Mi voltai, lo fulminai con lo sguardo e trattenni a stento un sorriso mentre lui apriva il suo. Era ampio, le fossette incorniciavano i lati delle sue labbra e i denti grandi e dritti, e io mi dimenticai per pochi secondi come si respirasse. Qualunque cosa avesse avuto in mente, avrebbe dovuto cancellarla perchè non capivo più nulla. Non avevo bisogno di un amico, un confidente o delle distrazioni, e il fatto che Haywood continuasse a starsene sdraiato a guardarmi mi fece venire voglia di tirargli qualcosa in viso per farlo smettere.
«Sei frustrante.»
D'istinto presi il cuscino tra le mani e lo colpii in volto.
Fu un movimento talmente rapido che Haywood non ebbe il tempo di realizzarlo: il gomito che faceva da leva cadde e lui scivolò contro il materasso, atterrato dallo scontro. Rimase per qualche secondo in silenzio sotto il guanciale dopodichè, con una pericolosa lentezza, lo spostò e mi lanciò un'occhiata che mi fece accapponare la pelle. I suoi occhiali erano tra noi, i capelli stravolti e le sue labbra imbronciate. Provai a reprimere una risata e spostai il mio sguardo, ma non appena riportai l'attenzione su di lui cedetti.
Inarcai la testa e risi di gusto fino a quando Haywood non si vendicò colpendomi a sua volta e io, dato che mi stavo rotolando sul letto, colta alla sprovvista, caddi sul pavimento.
Fu in quel momento, nell'istante in cui mi trovai prona sul pavimento, che ogni rumore cessò di esistere.

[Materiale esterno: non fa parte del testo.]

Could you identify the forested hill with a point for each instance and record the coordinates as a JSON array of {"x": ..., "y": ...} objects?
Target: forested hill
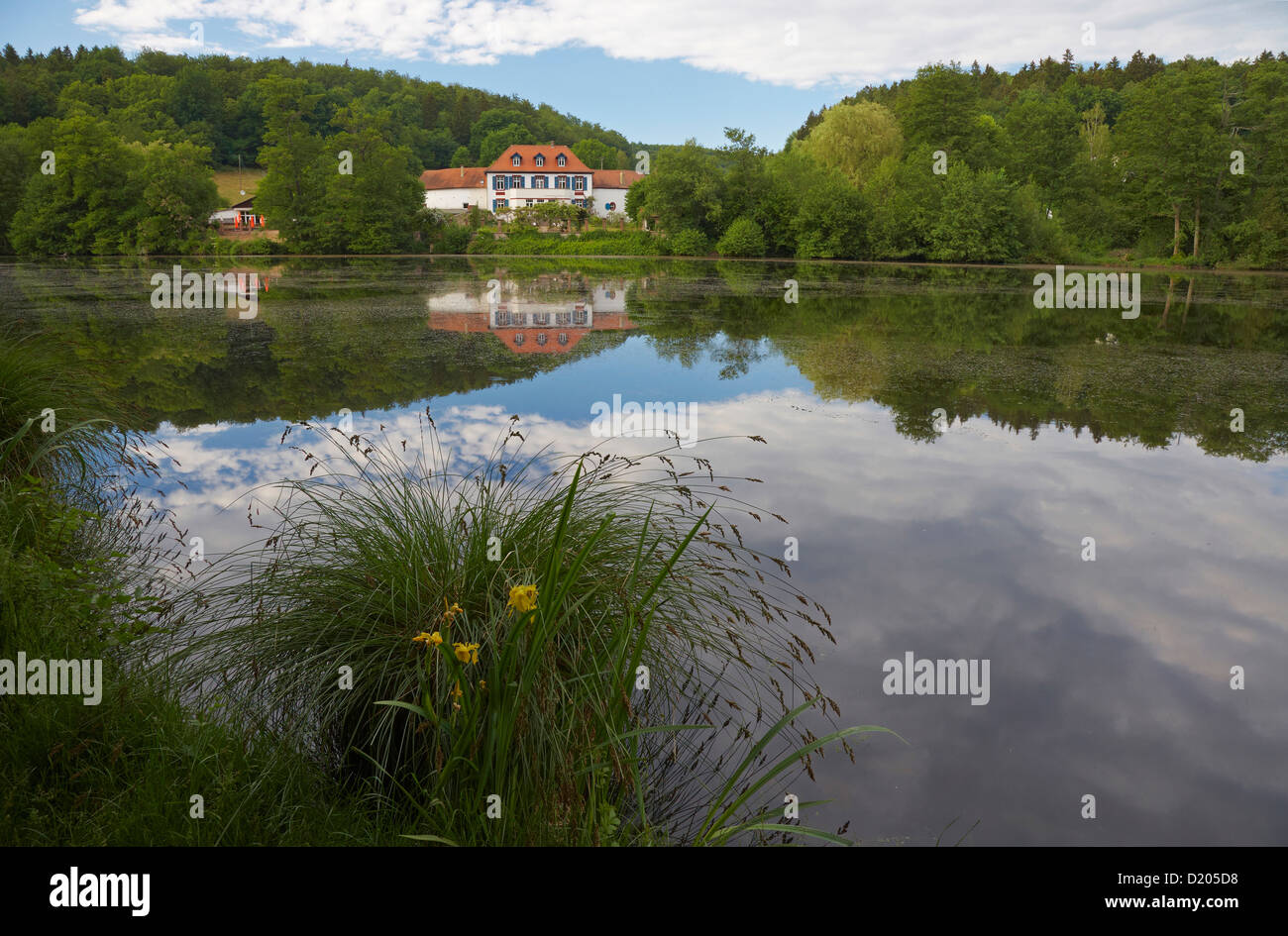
[{"x": 217, "y": 103}]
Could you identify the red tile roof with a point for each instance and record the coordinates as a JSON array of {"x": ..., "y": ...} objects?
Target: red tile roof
[
  {"x": 614, "y": 178},
  {"x": 462, "y": 176},
  {"x": 529, "y": 151}
]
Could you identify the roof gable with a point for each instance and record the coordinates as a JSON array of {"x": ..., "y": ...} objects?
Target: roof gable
[{"x": 528, "y": 154}]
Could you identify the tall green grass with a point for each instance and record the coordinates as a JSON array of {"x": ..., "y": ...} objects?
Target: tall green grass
[{"x": 636, "y": 563}]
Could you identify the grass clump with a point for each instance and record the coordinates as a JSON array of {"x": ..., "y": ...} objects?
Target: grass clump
[{"x": 528, "y": 649}]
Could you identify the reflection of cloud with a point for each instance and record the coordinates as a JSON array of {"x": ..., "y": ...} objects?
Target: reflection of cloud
[{"x": 1108, "y": 677}]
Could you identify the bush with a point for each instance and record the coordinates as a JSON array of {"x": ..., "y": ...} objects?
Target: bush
[{"x": 742, "y": 239}]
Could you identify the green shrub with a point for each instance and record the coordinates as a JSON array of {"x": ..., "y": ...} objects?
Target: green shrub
[
  {"x": 687, "y": 244},
  {"x": 742, "y": 239},
  {"x": 376, "y": 551}
]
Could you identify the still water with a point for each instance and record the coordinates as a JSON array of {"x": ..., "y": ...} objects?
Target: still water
[{"x": 960, "y": 535}]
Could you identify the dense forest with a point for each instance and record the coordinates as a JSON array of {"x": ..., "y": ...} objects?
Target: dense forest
[
  {"x": 101, "y": 154},
  {"x": 1059, "y": 161},
  {"x": 1176, "y": 162}
]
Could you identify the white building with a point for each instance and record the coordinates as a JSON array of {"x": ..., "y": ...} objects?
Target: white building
[{"x": 527, "y": 175}]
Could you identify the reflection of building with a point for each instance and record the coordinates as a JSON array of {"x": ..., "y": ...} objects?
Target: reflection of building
[
  {"x": 528, "y": 175},
  {"x": 539, "y": 323}
]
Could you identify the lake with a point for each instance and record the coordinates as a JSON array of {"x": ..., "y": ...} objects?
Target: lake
[{"x": 960, "y": 535}]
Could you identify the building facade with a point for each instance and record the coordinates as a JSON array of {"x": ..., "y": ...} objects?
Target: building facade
[{"x": 528, "y": 175}]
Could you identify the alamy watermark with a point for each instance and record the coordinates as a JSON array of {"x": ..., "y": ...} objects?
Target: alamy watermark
[
  {"x": 102, "y": 889},
  {"x": 653, "y": 417},
  {"x": 53, "y": 677},
  {"x": 179, "y": 290},
  {"x": 1087, "y": 291}
]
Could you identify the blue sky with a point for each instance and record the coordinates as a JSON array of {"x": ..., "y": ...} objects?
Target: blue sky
[{"x": 658, "y": 71}]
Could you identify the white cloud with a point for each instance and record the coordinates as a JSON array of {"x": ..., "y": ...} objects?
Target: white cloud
[{"x": 845, "y": 46}]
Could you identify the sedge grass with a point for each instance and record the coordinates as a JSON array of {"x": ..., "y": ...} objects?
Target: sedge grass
[{"x": 638, "y": 562}]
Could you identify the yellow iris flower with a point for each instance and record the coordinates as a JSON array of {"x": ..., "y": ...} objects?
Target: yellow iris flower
[{"x": 523, "y": 597}]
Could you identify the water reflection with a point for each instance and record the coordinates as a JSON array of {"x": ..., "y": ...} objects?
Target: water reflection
[
  {"x": 956, "y": 541},
  {"x": 527, "y": 318}
]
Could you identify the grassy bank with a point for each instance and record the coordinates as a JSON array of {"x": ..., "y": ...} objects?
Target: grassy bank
[{"x": 73, "y": 584}]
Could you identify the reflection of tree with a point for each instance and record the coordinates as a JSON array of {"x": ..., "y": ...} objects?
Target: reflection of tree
[{"x": 327, "y": 336}]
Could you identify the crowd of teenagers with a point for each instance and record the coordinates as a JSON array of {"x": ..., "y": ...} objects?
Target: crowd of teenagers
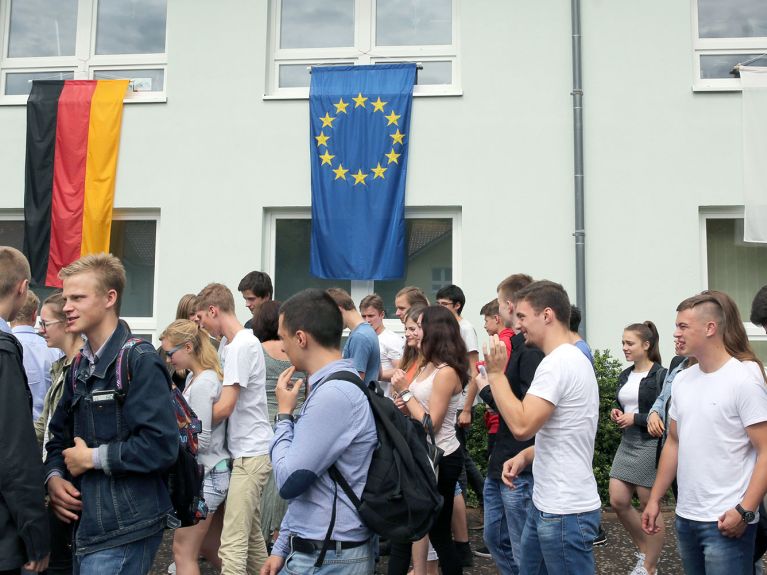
[{"x": 288, "y": 432}]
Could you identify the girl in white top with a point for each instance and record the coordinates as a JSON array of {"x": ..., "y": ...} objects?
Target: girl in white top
[
  {"x": 188, "y": 347},
  {"x": 437, "y": 391}
]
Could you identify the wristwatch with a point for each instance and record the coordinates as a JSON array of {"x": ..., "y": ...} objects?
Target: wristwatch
[
  {"x": 747, "y": 516},
  {"x": 283, "y": 417}
]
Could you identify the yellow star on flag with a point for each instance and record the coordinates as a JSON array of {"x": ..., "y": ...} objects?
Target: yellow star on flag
[
  {"x": 398, "y": 137},
  {"x": 340, "y": 172},
  {"x": 392, "y": 118},
  {"x": 341, "y": 106},
  {"x": 378, "y": 171},
  {"x": 393, "y": 156},
  {"x": 327, "y": 120},
  {"x": 359, "y": 177},
  {"x": 359, "y": 100},
  {"x": 378, "y": 105}
]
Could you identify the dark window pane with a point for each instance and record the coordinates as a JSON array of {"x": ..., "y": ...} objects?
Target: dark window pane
[
  {"x": 291, "y": 270},
  {"x": 429, "y": 261}
]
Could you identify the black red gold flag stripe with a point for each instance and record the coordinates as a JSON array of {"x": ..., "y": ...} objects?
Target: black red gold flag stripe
[{"x": 73, "y": 137}]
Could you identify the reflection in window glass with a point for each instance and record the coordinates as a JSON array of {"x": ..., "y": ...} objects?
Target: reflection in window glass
[
  {"x": 42, "y": 28},
  {"x": 429, "y": 260},
  {"x": 20, "y": 83},
  {"x": 732, "y": 19},
  {"x": 146, "y": 80},
  {"x": 312, "y": 24},
  {"x": 131, "y": 27},
  {"x": 720, "y": 65},
  {"x": 734, "y": 266},
  {"x": 291, "y": 269},
  {"x": 414, "y": 22}
]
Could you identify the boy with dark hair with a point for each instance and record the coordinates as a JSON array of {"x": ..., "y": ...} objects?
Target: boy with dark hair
[
  {"x": 24, "y": 533},
  {"x": 362, "y": 345},
  {"x": 561, "y": 409},
  {"x": 390, "y": 345},
  {"x": 243, "y": 402},
  {"x": 109, "y": 477},
  {"x": 336, "y": 427},
  {"x": 256, "y": 288}
]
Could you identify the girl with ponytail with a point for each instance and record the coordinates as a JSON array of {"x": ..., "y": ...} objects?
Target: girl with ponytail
[
  {"x": 633, "y": 468},
  {"x": 188, "y": 348}
]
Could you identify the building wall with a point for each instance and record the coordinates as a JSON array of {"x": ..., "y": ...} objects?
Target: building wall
[{"x": 217, "y": 154}]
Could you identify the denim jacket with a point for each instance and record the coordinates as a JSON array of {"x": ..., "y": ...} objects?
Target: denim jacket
[{"x": 137, "y": 438}]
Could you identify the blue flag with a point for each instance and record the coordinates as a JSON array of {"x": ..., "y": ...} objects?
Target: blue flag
[{"x": 360, "y": 119}]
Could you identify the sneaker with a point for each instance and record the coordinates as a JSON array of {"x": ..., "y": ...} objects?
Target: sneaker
[{"x": 601, "y": 538}]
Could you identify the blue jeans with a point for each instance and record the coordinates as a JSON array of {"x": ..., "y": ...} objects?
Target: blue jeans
[
  {"x": 355, "y": 561},
  {"x": 505, "y": 515},
  {"x": 559, "y": 544},
  {"x": 704, "y": 550},
  {"x": 130, "y": 559}
]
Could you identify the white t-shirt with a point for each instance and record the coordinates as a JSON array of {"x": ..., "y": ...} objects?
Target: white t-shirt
[
  {"x": 242, "y": 359},
  {"x": 629, "y": 393},
  {"x": 564, "y": 446},
  {"x": 716, "y": 458},
  {"x": 468, "y": 334},
  {"x": 391, "y": 346}
]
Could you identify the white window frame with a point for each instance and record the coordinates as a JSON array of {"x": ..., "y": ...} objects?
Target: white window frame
[
  {"x": 364, "y": 52},
  {"x": 140, "y": 325},
  {"x": 753, "y": 331},
  {"x": 360, "y": 288},
  {"x": 85, "y": 60},
  {"x": 719, "y": 46}
]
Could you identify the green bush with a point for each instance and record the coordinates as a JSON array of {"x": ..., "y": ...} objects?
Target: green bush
[{"x": 608, "y": 435}]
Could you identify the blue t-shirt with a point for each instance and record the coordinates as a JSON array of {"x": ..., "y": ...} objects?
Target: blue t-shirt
[{"x": 362, "y": 348}]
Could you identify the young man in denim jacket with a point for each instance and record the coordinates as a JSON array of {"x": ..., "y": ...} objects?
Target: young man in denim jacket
[{"x": 109, "y": 448}]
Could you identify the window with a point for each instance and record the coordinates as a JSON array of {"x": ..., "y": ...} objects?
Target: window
[
  {"x": 134, "y": 241},
  {"x": 82, "y": 39},
  {"x": 342, "y": 32},
  {"x": 433, "y": 251},
  {"x": 726, "y": 34},
  {"x": 734, "y": 266}
]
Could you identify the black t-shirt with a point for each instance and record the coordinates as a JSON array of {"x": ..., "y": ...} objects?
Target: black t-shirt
[{"x": 520, "y": 372}]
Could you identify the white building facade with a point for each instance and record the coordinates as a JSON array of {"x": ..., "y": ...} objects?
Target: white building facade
[{"x": 213, "y": 177}]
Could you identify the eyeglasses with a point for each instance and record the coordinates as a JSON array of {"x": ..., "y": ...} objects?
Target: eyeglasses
[{"x": 170, "y": 352}]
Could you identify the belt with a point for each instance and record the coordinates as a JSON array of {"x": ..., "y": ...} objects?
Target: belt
[{"x": 311, "y": 546}]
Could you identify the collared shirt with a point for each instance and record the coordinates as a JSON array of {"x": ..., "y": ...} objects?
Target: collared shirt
[
  {"x": 335, "y": 426},
  {"x": 38, "y": 358}
]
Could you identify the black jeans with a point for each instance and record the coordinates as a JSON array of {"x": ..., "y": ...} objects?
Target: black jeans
[{"x": 440, "y": 535}]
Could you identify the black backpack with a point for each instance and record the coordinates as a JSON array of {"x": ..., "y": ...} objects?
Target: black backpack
[
  {"x": 400, "y": 500},
  {"x": 185, "y": 476}
]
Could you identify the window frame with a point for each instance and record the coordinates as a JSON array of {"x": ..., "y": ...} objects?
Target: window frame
[
  {"x": 720, "y": 46},
  {"x": 363, "y": 52},
  {"x": 84, "y": 61},
  {"x": 139, "y": 324},
  {"x": 360, "y": 288},
  {"x": 754, "y": 332}
]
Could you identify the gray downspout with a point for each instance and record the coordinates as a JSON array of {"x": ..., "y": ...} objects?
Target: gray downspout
[{"x": 580, "y": 233}]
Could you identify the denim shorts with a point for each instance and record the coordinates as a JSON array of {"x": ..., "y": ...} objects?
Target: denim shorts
[{"x": 215, "y": 487}]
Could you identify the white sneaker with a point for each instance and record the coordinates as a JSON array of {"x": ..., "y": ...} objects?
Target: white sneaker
[{"x": 639, "y": 567}]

Rimasi con la guancia schiacciata contro la moquette e imprecai silenziosamente contro il comodino che avevo urtato con il gomito durante la caduta.
«Stai bene?»
Haywood allungò il collo fuori dal materasso e mi scrollò il braccio che continuava a formicolare per richiamare la mia attenzione.
«Più o meno.» Biascicai.
Mi rimisi sulle ginocchia, spostai i capelli dal mio campo visivo, e massaggiai la zona che aveva subito l'urto. Haywood, invece, ritornò serio non appena sollevai il volto e incontrai il suo, che non si era spostato dal bordo del materasso.
I nostri visi erano talmente vicini che potevo sentirlo respirare e i suoi occhi erano talmente magnetici che mi fu impossibile evitarli. Nonostante il suo sguardo severo, come la posa del suo corpo e i tratti della sua mascella, mi sentii nervosa. Fui attraversata da una strana tensione, tanto fastidiosa quanto piacevole, e capii che Haywood avesse percepito la mia stessa sensazione quando chiuse per pochi attimi le palpebre dopo che si rese conto di aver appoggiato la mano sulla mia spalla. Il pollice alto a sfiorare gentilmente il mio collo.
Il contatto dei suoi anelli contro la mia pelle mi provocò un brivido e, spaventata dalla situazione che si era creata tra noi, cercai nuovamente i suoi occhi.
«Credo che sia arrivato il momento di metterci al lavoro.» Mi scostai rapidamente dal suo tocco e: «Lo credo anche io.» Concluse passandosi una mano tra i capelli.
Il resto della mattinata lo passammo, in silenzio, ad evitarci.